Quick Start — m6anet documentation (original) (raw)

Dataprep¶

m6Anet dataprep requires eventalign.txt from nanopolish eventalign:

nanopolish eventalign --reads reads.fastq --bam reads.sorted.bam --genome transcript.fa --scale-events --signal-index --summary /path/to/summary.txt --threads 50 > /path/to/eventalign.txt

This function segments raw fast5 signals to each position within the transcriptome, allowing m6Anet to predict modification based on the segmented signals. In order to run eventalign, users will need: * reads.fastq: fastq file generated from basecalling the raw .fast5 files * reads.sorted.bam: sorted bam file obtained from aligning reads.fastq to the reference transcriptome file * transcript.fa: reference transcriptome file

We have also provided a demo eventalign.txt dataset in the repository under /path/to/m6anet/m6anet/tests/data/eventalign.txt. Please see Nanopolish for more information.

After running nanopolish eventalign, we need to preprocess the segmented raw signal file using ‘m6anet dataprep’:

m6anet dataprep --eventalign /path/to/m6anet/m6anet/tests/data/eventalign.txt
--out_dir /path/to/output --n_processes 4

The output files are stored in /path/to/output:

data.json: json file containing the features to feed into m6Anet model for prediction
data.log: Log file containing all the transcripts that have been successfully preprocessed
data.info: File containing indexing information of data.json for faster file access and the number of reads for each DRACH positions in eventalign.txt
eventalign.index: Index file created during dataprep to allow faster access of Nanopolish eventalign.txt during dataprep

Inference¶

Once m6anet dataprep finishes running, we can run m6anet inference on the dataprep output

m6anet inference --input_dir path/to/output --out_dir path/to/output --n_processes 4 --num_iterations 1000

m6anet inference will run default human model trained on the HCT116 cell line. In order to run Arabidopsis-based model or the HEK293T-RNA004-based model, please supply the --pretrained_model argument

For the Arabidopsis-based model

m6anet inference --input_dir path/to/output --out_dir path/to/output --pretrained_model arabidopsis_RNA002 --n_processes 4 --num_iterations 1000

For the HEK293T-RNA004-based model

m6anet inference --input_dir path/to/output --out_dir path/to/output --pretrained_model HEK293T_RNA004 --n_processes 4 --num_iterations 1000

m6Anet will sample 20 reads from each candidate site and average the probability of modification across several round of sampling according to the –num_iterations parameter. The output file data.indiv_proba.csv contains the probability of modification for each read

transcript_id: The transcript id of the predicted position
transcript_position: The transcript position of the predicted position
read_index: The read identifier from nanopolish that corresponds to the actual read_id from nanopolish summary.txt
probability_modified: The probability that a given read is modified

The output file data.site_proba.csv contains the probability of modification at each individual position for each transcript.
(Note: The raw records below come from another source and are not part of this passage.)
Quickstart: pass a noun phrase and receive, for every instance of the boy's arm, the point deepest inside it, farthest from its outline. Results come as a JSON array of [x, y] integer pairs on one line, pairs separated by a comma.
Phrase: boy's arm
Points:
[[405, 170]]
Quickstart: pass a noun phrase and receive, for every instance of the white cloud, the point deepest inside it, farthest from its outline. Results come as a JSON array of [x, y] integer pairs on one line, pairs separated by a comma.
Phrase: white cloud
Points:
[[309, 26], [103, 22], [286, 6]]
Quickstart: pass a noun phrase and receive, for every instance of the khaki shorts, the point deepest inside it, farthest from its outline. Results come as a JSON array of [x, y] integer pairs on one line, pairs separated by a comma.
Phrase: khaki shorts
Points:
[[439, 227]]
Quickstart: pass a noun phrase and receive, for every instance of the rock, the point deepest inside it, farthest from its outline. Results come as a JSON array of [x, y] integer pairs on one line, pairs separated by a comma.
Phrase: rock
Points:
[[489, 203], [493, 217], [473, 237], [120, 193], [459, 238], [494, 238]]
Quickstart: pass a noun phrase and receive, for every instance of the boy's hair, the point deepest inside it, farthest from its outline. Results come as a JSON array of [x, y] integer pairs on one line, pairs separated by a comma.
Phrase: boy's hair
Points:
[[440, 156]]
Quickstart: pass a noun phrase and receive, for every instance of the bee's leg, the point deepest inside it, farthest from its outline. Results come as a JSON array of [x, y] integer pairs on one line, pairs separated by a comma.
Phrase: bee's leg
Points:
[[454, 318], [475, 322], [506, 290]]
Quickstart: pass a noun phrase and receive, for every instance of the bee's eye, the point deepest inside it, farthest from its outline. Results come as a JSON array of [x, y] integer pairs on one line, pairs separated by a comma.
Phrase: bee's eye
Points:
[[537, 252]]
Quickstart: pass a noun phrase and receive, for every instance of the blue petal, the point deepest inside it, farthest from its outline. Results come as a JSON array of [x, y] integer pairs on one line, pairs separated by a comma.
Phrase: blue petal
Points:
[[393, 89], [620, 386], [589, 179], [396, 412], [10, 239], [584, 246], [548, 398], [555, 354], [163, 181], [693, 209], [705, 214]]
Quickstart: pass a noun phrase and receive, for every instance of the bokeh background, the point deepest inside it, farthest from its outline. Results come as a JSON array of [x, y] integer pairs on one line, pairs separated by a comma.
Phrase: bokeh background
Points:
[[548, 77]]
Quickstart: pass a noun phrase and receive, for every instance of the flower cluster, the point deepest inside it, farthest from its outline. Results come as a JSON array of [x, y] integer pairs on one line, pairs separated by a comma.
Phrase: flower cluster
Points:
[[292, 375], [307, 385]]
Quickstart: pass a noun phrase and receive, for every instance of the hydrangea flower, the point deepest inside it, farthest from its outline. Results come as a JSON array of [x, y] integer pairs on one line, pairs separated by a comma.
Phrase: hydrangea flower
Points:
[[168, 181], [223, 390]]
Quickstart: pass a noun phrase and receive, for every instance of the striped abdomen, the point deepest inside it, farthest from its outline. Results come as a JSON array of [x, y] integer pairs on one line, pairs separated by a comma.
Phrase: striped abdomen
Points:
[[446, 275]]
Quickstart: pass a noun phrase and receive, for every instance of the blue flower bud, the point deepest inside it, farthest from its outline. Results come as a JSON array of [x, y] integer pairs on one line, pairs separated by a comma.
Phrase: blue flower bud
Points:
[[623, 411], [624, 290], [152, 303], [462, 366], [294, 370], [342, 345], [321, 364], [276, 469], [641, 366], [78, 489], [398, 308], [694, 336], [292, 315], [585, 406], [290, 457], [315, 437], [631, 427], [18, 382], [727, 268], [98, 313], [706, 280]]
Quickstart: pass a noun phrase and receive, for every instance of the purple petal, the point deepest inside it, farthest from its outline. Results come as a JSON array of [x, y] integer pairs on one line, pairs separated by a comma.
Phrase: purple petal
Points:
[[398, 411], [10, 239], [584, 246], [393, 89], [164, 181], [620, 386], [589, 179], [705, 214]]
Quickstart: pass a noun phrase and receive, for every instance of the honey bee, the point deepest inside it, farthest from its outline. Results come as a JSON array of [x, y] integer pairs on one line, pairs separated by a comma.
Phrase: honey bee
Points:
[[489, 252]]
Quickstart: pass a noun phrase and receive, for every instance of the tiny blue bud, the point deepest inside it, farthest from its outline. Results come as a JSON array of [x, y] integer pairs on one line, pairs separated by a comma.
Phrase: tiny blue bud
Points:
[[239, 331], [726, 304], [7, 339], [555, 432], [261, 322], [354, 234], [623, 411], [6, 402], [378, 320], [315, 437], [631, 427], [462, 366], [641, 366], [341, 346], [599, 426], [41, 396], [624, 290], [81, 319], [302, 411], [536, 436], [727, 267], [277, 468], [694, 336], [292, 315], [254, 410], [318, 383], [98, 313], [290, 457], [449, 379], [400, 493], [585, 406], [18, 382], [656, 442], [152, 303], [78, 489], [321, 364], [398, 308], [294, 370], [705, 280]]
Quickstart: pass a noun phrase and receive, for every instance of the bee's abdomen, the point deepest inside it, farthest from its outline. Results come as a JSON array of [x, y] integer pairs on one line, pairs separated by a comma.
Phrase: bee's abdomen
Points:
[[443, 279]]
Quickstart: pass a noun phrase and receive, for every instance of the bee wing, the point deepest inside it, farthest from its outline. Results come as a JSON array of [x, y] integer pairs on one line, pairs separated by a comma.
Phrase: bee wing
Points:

The output file will have 6 columns

transcript_id: The transcript id of the predicted position
transcript_position: The transcript position of the predicted position
n_reads: The number of reads for that particular position
probability_modified: The probability that a given site is modified
kmer: The 5-mer motif of a given site
mod_ratio: The estimated percentage of reads in a given site that is modified

The mod_ratio column is calculated by thresholding the probability_modified from data.indiv_proba.csv based on the --read_proba_threshold parameter during m6anet inference call, with a default value of 0.033379376 for the default human model HCT116_RNA002 and 0.0032978046219796 for arabidopsis_RNA002 model. We also recommend a threshold of 0.9 to select m6A sites from the probability_modified column in data.site_proba.csv. The total run time should not exceed 10 minutes on a normal laptop.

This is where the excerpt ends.